18F-FDOPA PET TO ACCESS RESPONSE OF HIGH GRADE GLIOMAS

June 28, 2012 (Miami Beach, Florida) — Metabolic tumor volume assessed by 18F fluoro-phenylalanine positron emission tomography (18F-FDOPA PET) shows treatment response to antiangiogenic therapy as early as 2 weeks after initiation of treatment in patients with recurrent high-grade gliomas, according to new research presented here at the SNM 2012 Annual Meeting.

"From a clinical point of view, being able to tell if a treatment is working is very good for patients because not only are these treatments toxic, they are also extremely expensive," senior author Wei Chen, MD, PhD, associate clinical professor of molecular and medical pharmacology for the Ahmanson Biological Imaging Center at the University of California at Los Angeles David Geffen School of Medicine, told Medscape Medical News.

"It's better to know as early as possible, so patients can avoid unnecessary toxicity and maybe switch to something that works or is less toxic," Dr. Chen said.

Early prediction of response is also of benefit from a research point of view, she added. "When researchers are looking for new agents and treatment methods, they really want a test that is reliable and is a good way to measure lesion response, so this type of imaging is a boon in that regard."

Dr. Chen and colleagues tested combining PET with 18F-FDOPA, an amino acid imaging probe targeting the increased protein transport of glioma cells, to evaluate the ability of the combination to monitor treatment and also assess its use as a staging and restaging tool.

Their study included 30 patients with recurrent high-grade gliomas. The 18F-FDOPA PET scans were done immediately before the start of bevacizumab combination therapy and at 2 and 6 weeks after.

Metabolic tumor volumes using standardized uptake value thresholds were obtained and the response to treatment as assessed with magnetic resonance imaging (MRI) was obtained at 6 weeks.

The predictive power of 18F-FDOPA PET and MRI response were compared with regard to progression-free survival and overall survival.
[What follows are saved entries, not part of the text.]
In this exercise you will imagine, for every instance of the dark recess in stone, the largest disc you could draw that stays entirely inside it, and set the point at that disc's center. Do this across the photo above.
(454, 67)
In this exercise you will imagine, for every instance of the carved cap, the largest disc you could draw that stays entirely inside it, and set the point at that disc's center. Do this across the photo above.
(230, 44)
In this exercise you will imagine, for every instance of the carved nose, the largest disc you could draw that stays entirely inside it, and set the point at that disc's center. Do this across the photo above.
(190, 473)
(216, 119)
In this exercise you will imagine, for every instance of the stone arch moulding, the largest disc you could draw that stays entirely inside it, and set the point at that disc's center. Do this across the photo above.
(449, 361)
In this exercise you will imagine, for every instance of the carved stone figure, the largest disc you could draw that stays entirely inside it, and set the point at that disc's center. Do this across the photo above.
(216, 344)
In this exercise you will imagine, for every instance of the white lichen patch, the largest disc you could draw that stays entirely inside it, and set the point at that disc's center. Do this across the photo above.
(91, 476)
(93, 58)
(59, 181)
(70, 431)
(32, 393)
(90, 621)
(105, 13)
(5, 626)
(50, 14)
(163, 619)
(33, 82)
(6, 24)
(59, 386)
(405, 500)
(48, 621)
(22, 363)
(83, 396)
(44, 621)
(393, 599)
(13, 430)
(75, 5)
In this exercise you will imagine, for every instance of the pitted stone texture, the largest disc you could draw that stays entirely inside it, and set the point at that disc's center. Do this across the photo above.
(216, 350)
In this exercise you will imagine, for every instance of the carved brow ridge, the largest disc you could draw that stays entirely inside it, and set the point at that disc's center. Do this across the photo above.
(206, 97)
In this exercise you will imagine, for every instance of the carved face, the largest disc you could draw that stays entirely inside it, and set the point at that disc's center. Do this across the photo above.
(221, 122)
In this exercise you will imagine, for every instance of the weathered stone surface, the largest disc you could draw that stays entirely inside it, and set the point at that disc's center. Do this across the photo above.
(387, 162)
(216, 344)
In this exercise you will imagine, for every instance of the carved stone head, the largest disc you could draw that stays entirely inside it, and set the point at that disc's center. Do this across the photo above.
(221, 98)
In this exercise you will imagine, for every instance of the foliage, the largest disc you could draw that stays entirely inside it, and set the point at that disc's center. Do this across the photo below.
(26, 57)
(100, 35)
The study found that 18F-FDOPA PET standardized uptake values and changes during therapy were not predictive of treatment response. However, metabolic tumor volume, metabolic tumor volume changes, and tumor burden were highly prognostic.

At 2 weeks, 18F-FDOPA PET metabolic tumor volume was the most significant predictor for overall survival (P = .001) and progression-free survival (P =.002).
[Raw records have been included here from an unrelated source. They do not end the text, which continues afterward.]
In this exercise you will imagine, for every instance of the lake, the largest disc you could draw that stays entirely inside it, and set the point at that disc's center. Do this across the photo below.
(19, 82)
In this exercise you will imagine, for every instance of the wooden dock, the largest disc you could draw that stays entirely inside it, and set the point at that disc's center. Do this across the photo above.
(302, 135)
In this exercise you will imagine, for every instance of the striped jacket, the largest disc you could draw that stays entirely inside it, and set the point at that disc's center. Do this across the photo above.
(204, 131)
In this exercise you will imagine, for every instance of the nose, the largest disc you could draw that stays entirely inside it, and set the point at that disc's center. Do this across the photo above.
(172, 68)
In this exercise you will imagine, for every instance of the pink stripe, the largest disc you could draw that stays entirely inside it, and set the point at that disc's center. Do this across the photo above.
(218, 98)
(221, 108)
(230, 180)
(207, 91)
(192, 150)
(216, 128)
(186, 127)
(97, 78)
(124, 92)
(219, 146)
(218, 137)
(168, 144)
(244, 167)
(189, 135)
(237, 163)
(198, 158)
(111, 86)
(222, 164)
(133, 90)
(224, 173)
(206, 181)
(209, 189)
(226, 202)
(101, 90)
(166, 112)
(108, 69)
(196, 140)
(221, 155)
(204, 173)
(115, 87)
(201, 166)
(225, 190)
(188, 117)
The 17 patients who were metabolic responders survived 3.5 times longer (12.1 months vs 3.5 months; P < .001) than 11 nonresponders. In comparison, 9 responders (based on MRI results) lived 1.4 times as long (12.9 months vs 9.0 months; P =.05) as 20 nonresponders (based on MRI findings).
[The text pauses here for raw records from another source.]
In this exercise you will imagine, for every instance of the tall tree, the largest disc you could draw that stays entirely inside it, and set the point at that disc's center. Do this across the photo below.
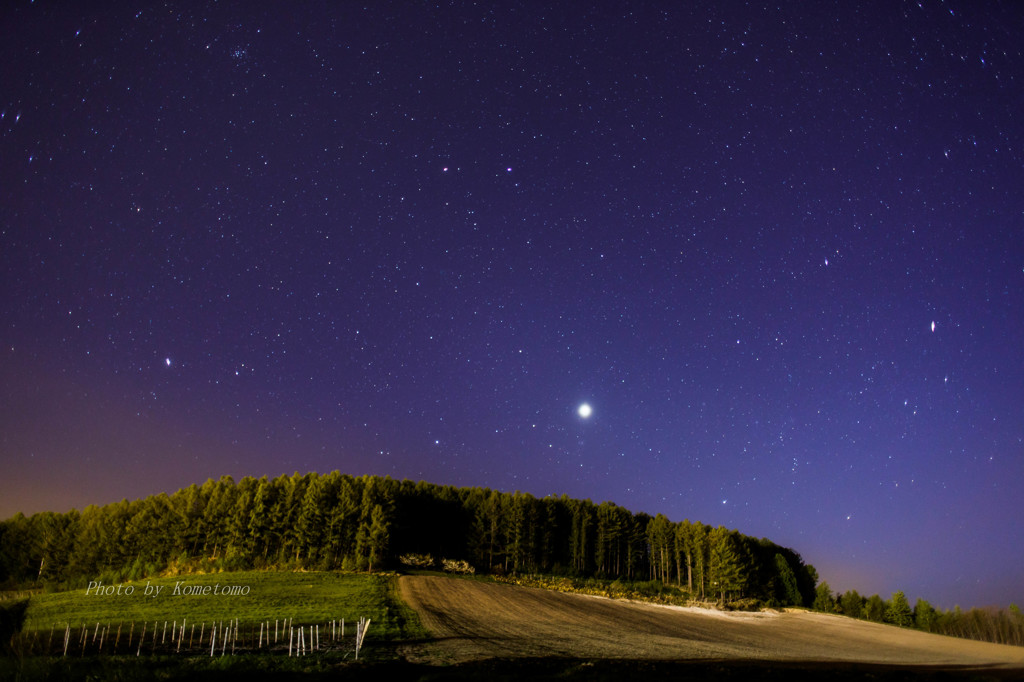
(728, 569)
(875, 609)
(823, 600)
(899, 612)
(852, 604)
(788, 591)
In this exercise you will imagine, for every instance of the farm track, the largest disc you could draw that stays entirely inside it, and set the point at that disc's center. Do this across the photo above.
(475, 621)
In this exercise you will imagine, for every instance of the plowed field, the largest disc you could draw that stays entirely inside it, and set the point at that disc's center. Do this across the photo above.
(473, 621)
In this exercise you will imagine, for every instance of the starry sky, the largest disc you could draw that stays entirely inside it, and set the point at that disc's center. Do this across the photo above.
(778, 251)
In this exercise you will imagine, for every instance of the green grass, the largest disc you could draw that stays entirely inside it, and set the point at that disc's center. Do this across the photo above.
(312, 597)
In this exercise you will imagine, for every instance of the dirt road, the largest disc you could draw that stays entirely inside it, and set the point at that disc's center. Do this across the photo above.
(473, 621)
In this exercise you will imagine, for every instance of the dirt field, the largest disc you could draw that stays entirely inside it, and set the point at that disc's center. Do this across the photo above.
(473, 621)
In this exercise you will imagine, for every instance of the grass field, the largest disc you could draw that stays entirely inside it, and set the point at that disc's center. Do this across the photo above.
(105, 626)
(249, 596)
There were 9 cases with discrepant findings on PET and MRI. In 8 of the 9 cases, 18F-FDOPA PET was able to show treatment response earlier than MRI, Dr. Chen said.

"We need a larger patient population, but still, doctors can now tell their patients that there is a way we can tell if treatment is going to be effective sooner, and ask them if they would like to be part of those studies," Dr. Chen said.

She added that the scan is now the most commonly ordered brain scan at her hospital for patients with brain tumors.

"The agent is approved for clinical use. It is not a new tracer, it's just being used for a different purpose, and still needs FDA approval for this clinical use, but we are using it now, and the approval is in the works. If this were made readily available, it would provide clinicians with a powerful tool to help patients with this deadly disease," she said.

An Important Development

"Using a PET tracer with an analog of an essential amino acid of the brain to get as early indication as possible for the response to treatment is important," Norman LaFrance, MD, an independent consultant from Leesburg, Virginia, told Medscape Medical News.

"Historically, this was a death sentence, but increasingly there are novel treatments coming along that have the potential to be more potent and targeted therapies which will clearly improve patients' survival rates," Dr. LaFrance said.

"Many of these therapies will go on for weeks or months, and they have lots of side effects, so if you have a noninvasive and basically risk-free way [to assess treatment response], which is what this PET scan is, that would be huge. If the treatment is effective, even with some toxicity, and if the patient can continue, then it's worth the risk. If you're not getting anywhere, you can go on to another novel therapy or else move to palliative care and not be subjecting the patient to needless treatment that is making him sick and adversely affecting his quality of life," he said.

The study was supported by the National Cancer Institute at the National Institutes of Health and the US Department of Energy. Dr. Chen and Dr. LaFrance have disclosed no relevant financial relationships.

SNM 2012 Annual Meeting: Abstract 250. Presented June 11, 2012.